Ketua Komisi Reformasi Polri, Jimly Asshiddiqie, menjelaskan bahwa penyerahan laporan itu merupakan tindak lanjut kerja intensif komisi yang dibentuk untuk merumuskan langkah-langkah strategis percepatan reformasi Polri agar semakin modern, profesional, dan akuntabel.
“Bapak Presiden menerima 10 buku hasil kerja Komisi Percepatan Reformasi Polri yang berisi rekomendasi-rekomendasi penting untuk agenda pembenahan Polri ke depan,” ujarnya.
Jimly mengatakan Presiden telah memutuskan agar mekanisme pengangkatan Kapolri yang berlaku saat ini tetap dipertahankan, yakni Kapolri diangkat Presiden dengan persetujuan DPR.
“Setelah berdiskusi plus-minusnya, Bapak Presiden memberi arahan ya sudah seperti sekarang saja.
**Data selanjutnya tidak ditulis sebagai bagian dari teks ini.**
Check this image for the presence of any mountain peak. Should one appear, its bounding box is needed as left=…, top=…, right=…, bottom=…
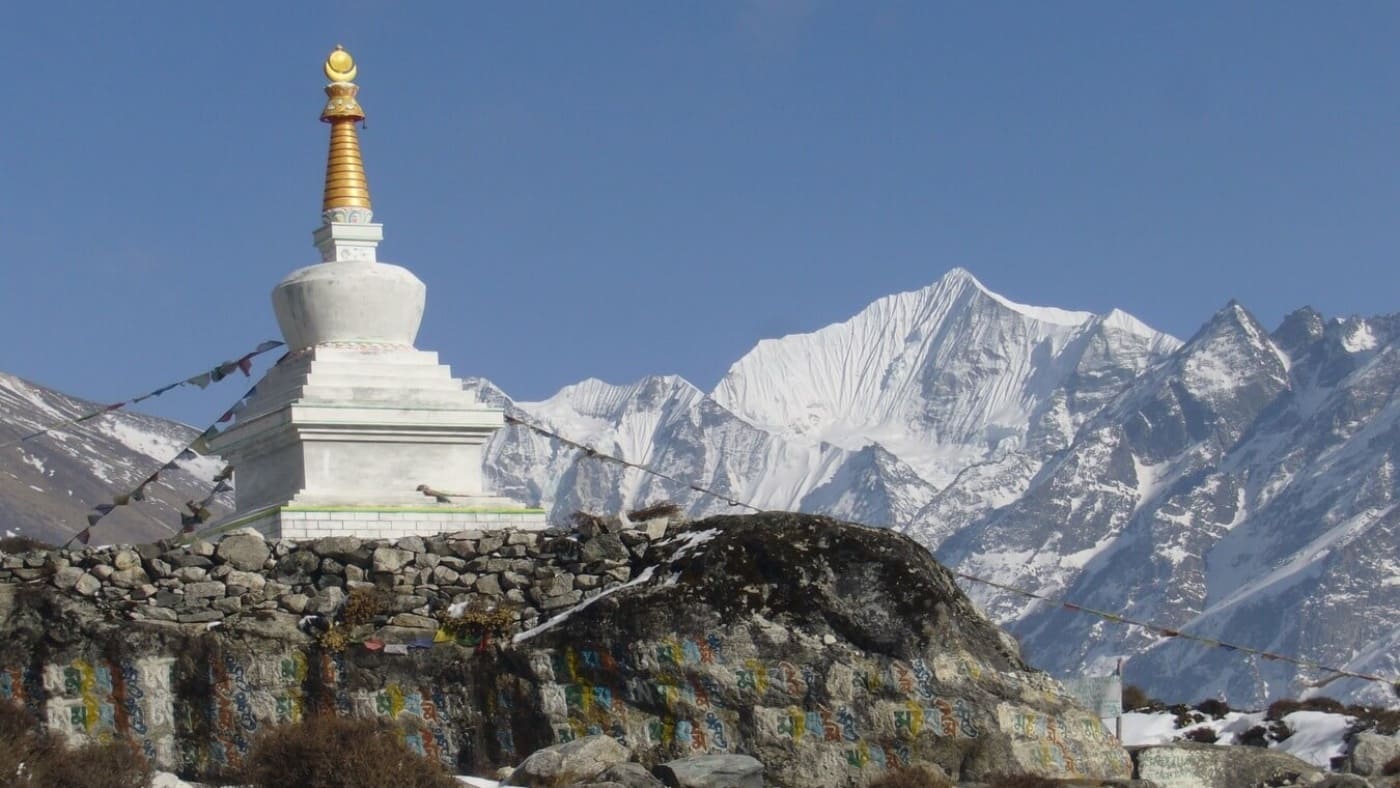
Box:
left=925, top=267, right=1097, bottom=333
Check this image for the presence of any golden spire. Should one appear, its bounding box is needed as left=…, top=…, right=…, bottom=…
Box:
left=321, top=45, right=372, bottom=211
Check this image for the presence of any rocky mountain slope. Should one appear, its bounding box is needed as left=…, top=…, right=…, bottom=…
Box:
left=0, top=372, right=232, bottom=543
left=473, top=270, right=1400, bottom=704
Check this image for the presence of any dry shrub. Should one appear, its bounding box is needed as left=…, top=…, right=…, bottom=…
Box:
left=1301, top=697, right=1347, bottom=714
left=340, top=586, right=385, bottom=627
left=867, top=766, right=953, bottom=788
left=1182, top=728, right=1221, bottom=745
left=1123, top=684, right=1162, bottom=711
left=238, top=715, right=461, bottom=788
left=434, top=596, right=518, bottom=638
left=1196, top=698, right=1229, bottom=719
left=0, top=701, right=151, bottom=788
left=987, top=774, right=1061, bottom=788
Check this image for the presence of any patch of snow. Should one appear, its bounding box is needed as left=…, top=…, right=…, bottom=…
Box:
left=1123, top=711, right=1355, bottom=768
left=657, top=528, right=720, bottom=563
left=1341, top=321, right=1379, bottom=353
left=511, top=567, right=657, bottom=644
left=1275, top=711, right=1355, bottom=768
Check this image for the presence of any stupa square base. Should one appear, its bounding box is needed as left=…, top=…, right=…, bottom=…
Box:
left=214, top=504, right=547, bottom=540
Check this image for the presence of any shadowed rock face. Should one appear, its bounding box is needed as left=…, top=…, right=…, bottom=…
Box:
left=0, top=514, right=1130, bottom=788
left=501, top=514, right=1130, bottom=787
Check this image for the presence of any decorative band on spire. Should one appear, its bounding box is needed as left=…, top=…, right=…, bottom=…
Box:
left=321, top=45, right=372, bottom=212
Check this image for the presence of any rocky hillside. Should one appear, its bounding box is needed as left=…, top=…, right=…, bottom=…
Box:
left=0, top=514, right=1131, bottom=788
left=0, top=270, right=1400, bottom=705
left=472, top=270, right=1400, bottom=704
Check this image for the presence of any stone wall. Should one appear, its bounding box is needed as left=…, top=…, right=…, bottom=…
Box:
left=0, top=519, right=666, bottom=632
left=0, top=514, right=1130, bottom=788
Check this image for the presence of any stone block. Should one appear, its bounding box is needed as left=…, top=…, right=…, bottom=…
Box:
left=216, top=533, right=272, bottom=572
left=185, top=579, right=224, bottom=599
left=505, top=736, right=630, bottom=788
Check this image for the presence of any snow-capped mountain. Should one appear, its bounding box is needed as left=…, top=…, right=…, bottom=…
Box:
left=477, top=270, right=1400, bottom=704
left=0, top=372, right=232, bottom=544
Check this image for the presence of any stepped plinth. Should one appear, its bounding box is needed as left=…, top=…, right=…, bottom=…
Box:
left=211, top=48, right=545, bottom=539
Jadi Kapolri tetap diangkat oleh Presiden atas persetujuan dari DPR seperti praktik sekarang ini,” ungkapnya.
Lebih lanjut, Prabowo juga menyetujui penguatan fungsi pengawasan eksternal Polri melalui Komisi Kepolisian Nasional (Kompolnas) agar lebih independen dan memiliki kewenangan yang mengikat.
“Bapak Presiden sangat menyetujui untuk dilakukannya penguatan Kompolnas. Komisi Kepolisian Republik Indonesia diperkuat sehingga keputusan dan rekomendasinya mengikat dan keanggotaannya tidak lagi ex-officio seperti sekarang tapi disepakati dia independen,” tutur Jimly.
Selain itu, pemerintah juga akan mengatur secara lebih tegas mengenai jabatan yang dapat diduduki oleh anggota Polri di luar struktur kepolisian. Pengaturan tersebut akan dibuat secara limitatif dalam peraturan perundang-undangan.
Pertemuan ini menandai tahap akhir tugas KPRP setelah menyelesaikan mandat usai dilantik oleh Presiden Prabowo pada 7 November 2025 yang lalu. Selanjutnya, hasil rekomendasi tersebut akan menjadi dasar dalam penyusunan kebijakan dan regulasi untuk memperkuat institusi Polri ke depan.